As a preventative step in minimizing rod on tubing wear, drilling contracts almost always include provisions for wellbore surveying. Drilling contractors are required to take measurements of the direction of the borehole at specified intervals and if deviations exceed some specified minimum, remedial action is usually required at the expense of the drilling contractor.

It has been common practice to use these measurements taken at the time of drilling to calculate dog leg severity (DLS), expressed as degrees per 30 meters. DLS calculations can be based on many relationships, but the most common relationship is the minimum curvature method, wherein adjacent survey points are assumed to be on the circumference of a circle and DLS quantities are the degrees of arc projected by the survey points, and scaled to an arc length of 30 meters.

It has also been common practice to use the DLS calculations to estimate the location and seriousness of anticipated rod on tubing wear problems. At locations of the highest DLS, the most severe wear problems might be expected.

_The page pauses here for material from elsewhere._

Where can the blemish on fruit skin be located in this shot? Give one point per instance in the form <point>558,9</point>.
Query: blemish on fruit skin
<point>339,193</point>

Unfortunately, rod breaks and tubing leaks due to wear often occur at other locations in the wellbore. Many operators have taken more detailed wellbore surveys after wear problems have occurred only to learn that the surveys taken while drilling do not adequately describe the geometry of the wellbore and many severe doglegs were skipped. Figure 1 shows DLS profiles for a deviated Alberta well based on surveys taken while drilling and a survey taken later at 10 meter intervals. Because the data used for Figure 1 is taken from a deviated well survey points taken while drilling are relatively numerous. In vertical wells, the number of survey points taken while drilling would be expected to be fewer, and consequently, more doglegs would be missed.

In many cases, though, even the detailed survey fails to identify the reason for rod on tubing wear. Clearly, other significant factors are involved in addition to DLS.